How do you setup the dispatcher flush agent? I’ve tried several ways and I keep getting 403 forbidden.
Arvind Pandey: That’s right. Apache within the container is on 80. It is exposed on the host on 80. Hence in the docker-compose.yml it is 80:80. On some hosts, 80 may be locked down. Hence you would change to 8082:80 and any request coming into the host on localhost:8082 should get forwarded to Apache 80. But just because it is doesn’t mean Apache will accept it. The VirtualHost configuration may not be set up correctly. So just keep an eye on your logs to see what if anything is causing the request not to reach your VirtualHost.
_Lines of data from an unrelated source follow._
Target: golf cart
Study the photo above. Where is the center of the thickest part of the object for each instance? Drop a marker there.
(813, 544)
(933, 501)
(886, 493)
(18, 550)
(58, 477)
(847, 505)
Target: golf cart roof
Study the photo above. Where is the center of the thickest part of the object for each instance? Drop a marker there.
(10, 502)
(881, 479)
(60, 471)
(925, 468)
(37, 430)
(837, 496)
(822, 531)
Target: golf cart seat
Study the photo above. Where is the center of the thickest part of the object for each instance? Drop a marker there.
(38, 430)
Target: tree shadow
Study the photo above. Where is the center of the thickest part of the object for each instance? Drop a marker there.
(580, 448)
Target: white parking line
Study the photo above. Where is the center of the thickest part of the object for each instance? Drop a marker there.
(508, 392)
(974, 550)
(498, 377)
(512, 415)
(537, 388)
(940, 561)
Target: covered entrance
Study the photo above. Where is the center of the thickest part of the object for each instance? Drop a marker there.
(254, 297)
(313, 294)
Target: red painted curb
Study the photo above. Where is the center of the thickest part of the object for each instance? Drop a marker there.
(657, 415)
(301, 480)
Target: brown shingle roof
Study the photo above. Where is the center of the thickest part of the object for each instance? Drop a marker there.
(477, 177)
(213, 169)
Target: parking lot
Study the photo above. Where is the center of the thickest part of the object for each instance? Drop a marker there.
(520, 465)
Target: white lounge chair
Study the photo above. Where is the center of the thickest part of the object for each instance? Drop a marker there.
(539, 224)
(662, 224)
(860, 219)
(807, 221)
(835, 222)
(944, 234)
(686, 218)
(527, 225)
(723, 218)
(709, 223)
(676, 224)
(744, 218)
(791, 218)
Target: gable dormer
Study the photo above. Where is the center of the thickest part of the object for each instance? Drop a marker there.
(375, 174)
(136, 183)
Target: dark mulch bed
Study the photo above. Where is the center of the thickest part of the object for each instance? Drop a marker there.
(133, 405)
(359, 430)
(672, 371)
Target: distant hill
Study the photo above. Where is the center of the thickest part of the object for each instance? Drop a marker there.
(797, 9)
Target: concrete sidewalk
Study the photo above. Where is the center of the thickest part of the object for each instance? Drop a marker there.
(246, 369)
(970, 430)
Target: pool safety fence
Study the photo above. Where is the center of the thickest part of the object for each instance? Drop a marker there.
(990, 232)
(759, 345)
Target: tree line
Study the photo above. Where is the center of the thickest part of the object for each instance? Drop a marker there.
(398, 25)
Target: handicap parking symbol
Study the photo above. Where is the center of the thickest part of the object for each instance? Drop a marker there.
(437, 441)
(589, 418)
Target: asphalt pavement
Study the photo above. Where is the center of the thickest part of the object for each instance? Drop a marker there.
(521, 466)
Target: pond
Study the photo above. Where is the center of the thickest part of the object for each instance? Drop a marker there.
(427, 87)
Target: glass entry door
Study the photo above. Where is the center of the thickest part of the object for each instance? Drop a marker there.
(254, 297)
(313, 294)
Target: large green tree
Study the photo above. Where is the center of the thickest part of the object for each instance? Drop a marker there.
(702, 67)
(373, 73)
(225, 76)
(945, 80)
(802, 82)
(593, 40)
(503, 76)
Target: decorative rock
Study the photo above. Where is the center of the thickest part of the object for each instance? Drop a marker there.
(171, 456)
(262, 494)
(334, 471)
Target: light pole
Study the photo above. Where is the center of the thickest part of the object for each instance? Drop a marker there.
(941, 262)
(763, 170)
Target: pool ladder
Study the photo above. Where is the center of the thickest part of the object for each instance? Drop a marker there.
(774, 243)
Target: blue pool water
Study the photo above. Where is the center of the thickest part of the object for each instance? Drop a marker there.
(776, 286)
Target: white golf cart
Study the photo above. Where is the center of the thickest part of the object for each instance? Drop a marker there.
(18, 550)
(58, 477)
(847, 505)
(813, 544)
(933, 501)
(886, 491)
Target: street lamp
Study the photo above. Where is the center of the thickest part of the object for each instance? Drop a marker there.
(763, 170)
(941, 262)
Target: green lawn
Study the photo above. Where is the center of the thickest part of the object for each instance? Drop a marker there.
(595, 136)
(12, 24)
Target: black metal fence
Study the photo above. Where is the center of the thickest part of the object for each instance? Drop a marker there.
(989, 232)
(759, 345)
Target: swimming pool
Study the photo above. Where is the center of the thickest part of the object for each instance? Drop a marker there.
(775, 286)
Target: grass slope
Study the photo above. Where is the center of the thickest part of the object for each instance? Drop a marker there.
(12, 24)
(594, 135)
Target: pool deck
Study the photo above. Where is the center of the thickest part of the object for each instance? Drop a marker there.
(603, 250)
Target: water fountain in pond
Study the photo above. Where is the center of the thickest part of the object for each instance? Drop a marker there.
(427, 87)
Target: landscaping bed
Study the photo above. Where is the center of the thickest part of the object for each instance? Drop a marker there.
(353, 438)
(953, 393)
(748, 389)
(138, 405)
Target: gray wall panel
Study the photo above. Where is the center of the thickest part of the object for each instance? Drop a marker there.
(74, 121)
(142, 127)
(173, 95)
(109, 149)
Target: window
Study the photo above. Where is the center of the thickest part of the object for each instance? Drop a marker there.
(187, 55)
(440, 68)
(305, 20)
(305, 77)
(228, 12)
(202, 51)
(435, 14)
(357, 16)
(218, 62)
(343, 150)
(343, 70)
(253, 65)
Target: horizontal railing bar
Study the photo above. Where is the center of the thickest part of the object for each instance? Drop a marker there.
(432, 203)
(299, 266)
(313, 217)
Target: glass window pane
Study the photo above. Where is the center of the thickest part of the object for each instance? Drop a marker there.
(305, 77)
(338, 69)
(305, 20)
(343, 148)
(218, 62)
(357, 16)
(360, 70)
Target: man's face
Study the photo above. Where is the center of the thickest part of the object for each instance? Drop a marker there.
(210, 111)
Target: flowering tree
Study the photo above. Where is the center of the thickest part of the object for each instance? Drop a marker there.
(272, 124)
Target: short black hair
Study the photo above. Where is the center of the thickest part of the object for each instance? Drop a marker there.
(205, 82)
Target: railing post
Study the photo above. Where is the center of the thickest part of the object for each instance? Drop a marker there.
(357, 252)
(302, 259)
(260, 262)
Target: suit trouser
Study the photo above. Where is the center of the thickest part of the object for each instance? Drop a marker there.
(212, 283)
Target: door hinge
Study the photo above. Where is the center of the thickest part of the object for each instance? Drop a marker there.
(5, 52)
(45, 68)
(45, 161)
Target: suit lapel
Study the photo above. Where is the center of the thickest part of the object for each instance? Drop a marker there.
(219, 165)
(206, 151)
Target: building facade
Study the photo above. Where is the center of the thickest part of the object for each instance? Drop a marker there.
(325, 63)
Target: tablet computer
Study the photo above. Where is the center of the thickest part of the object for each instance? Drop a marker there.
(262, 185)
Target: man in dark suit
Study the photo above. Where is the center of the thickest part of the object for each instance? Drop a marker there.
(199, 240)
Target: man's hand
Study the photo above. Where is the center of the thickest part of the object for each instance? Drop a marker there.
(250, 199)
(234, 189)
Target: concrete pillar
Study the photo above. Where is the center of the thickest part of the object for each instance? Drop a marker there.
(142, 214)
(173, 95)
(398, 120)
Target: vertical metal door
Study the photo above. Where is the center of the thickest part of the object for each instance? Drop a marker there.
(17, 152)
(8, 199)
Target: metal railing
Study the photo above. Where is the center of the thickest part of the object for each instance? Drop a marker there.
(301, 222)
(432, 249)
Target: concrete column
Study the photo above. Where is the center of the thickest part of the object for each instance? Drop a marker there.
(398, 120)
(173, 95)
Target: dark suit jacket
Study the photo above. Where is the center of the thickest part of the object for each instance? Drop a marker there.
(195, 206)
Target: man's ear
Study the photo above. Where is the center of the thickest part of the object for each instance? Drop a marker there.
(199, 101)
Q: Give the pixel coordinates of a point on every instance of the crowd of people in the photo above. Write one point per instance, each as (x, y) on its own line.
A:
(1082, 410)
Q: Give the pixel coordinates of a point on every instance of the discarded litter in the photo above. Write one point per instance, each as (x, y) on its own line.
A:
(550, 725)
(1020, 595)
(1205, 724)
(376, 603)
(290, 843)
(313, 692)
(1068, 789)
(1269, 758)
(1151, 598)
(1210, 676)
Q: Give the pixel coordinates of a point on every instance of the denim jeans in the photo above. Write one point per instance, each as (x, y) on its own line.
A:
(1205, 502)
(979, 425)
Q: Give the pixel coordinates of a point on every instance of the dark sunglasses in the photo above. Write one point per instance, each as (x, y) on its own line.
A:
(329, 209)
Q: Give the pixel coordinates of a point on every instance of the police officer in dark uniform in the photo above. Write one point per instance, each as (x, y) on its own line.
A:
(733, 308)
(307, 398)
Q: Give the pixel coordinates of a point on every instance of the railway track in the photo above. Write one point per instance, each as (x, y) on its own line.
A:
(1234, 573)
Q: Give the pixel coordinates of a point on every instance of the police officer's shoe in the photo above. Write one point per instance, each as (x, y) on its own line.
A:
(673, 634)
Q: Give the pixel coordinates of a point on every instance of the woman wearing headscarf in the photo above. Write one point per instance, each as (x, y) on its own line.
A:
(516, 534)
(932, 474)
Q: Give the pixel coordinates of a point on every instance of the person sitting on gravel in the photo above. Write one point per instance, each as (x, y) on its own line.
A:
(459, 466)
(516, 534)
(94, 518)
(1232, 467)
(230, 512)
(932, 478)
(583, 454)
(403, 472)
Gonzalo Calandria: The sample shown is set up so that the hosts forward port 80 to Apache within the container on the same port hence the 80:80 port configuration in docker-compose.yml. It is possible that your OS or Antivirus is blocking 80 on the host so you may need to adjust that to an alternate port i.e. 8080:80, meaning localhost:8080 will be forwarded to Apache 80. When troubleshooting keep an eye on the Apache logs.